La partita vedrà gareggiare invece l’ex ministro dell’Interno Marco Minniti, l’ex ministro dell’Agricoltura ed ex segretario pro-tempore Maurizio Martina e il parlamentare Francesco Boccia.

Renzi dunque si tira fuori, lo fa però abbracciando più o meno timidamente Minniti il che preoccupa non poco il suo ex ministro.

Lo preoccupa perché il “fattore R” giocherà nel bene e nel male scuramente un ruolo sia in questa competizione interna al Pd che, soprattutto, all’esterno.

E qui veniamo alla politica nazionale.

Berlusconi non può che essere contento della decisione di Renzi di tirarsi fuori dalla competizione per la segreteria perché così facendo il toscano ha inviato un chiaro messaggio di disinteresse per il Pd.

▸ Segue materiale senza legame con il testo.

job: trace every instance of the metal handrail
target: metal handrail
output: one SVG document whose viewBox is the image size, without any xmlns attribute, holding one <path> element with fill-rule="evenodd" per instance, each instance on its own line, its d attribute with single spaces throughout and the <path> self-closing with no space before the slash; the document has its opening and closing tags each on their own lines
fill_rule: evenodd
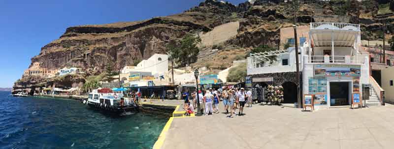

E siccome Renzi non è tipo da tirare in barca alla sua età c’è da credere che abbia una strategia da seguire.

Da tempo si pensa infatti che Renzi voglia lasciare il Pd e si faccia un suo partito.

Il Pd è nato dalla fusione a freddo di due componenti: i Democratici di Sinistra eredi del Partito Comunista Italiano e della Margherita erede, a sua volta, dei democristiani di sinistra e Renzi potrebbe dividere ciò che D’Alema, Veltroni e Rutelli avevano unito.

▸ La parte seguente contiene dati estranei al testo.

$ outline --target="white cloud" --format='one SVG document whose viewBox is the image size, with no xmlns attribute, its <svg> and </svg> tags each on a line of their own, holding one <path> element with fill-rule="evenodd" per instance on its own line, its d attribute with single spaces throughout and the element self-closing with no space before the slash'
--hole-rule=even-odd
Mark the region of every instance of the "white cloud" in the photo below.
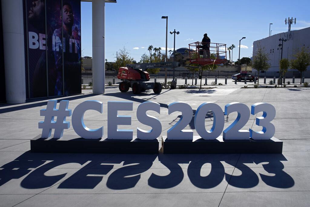
<svg viewBox="0 0 310 207">
<path fill-rule="evenodd" d="M 238 47 L 239 47 L 239 45 L 238 46 Z M 240 46 L 240 48 L 244 48 L 245 49 L 247 49 L 247 48 L 249 48 L 249 47 L 248 47 L 246 45 L 241 45 Z"/>
<path fill-rule="evenodd" d="M 161 47 L 161 48 L 162 49 L 162 50 L 165 50 L 165 51 L 166 51 L 166 48 L 165 47 Z M 176 49 L 177 49 L 177 48 L 176 48 L 175 49 L 176 50 Z M 167 50 L 173 50 L 173 48 L 169 48 L 169 47 L 167 47 Z"/>
</svg>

Potrebbe nascere un partito di ispirazione cattolica, sostanzialmente centrista, ma con una propensione più conservatrice che gli permetterebbe poi di dialogare con l’ex Cavaliere che, dal canto suo, non vede l’ora di avere in mano un’altra carta da giocare al tavolo del centro-destra con Matteo Salvini.

Ma anche Renzi, viceversa, potrebbe usare questa possibilità per influenzare il Pd.

Insomma il fattore R calerà pesantemente sulla politica italiana e non solo, perché le europee incombono e un Pd senza Renzi e diverso da un Pd con Renzi.

Berlusconi userebbe Renzi contro Salvini per ottenere vantaggi tattici sulle presidenze regionali dove governa con lui e strategici in vista di future elezioni con un centro-destra vincente ed autonomo a governare qualora la Lega perseguisse la sua crescita esponenziale.

Berlusconi vuole sostituire i Cinque Stelle con Forza Italia e magari il discorso interessa anche Giorgia Meloni che in una coalizione di centro-destra starebbe benissimo con Fratelli d’Italia.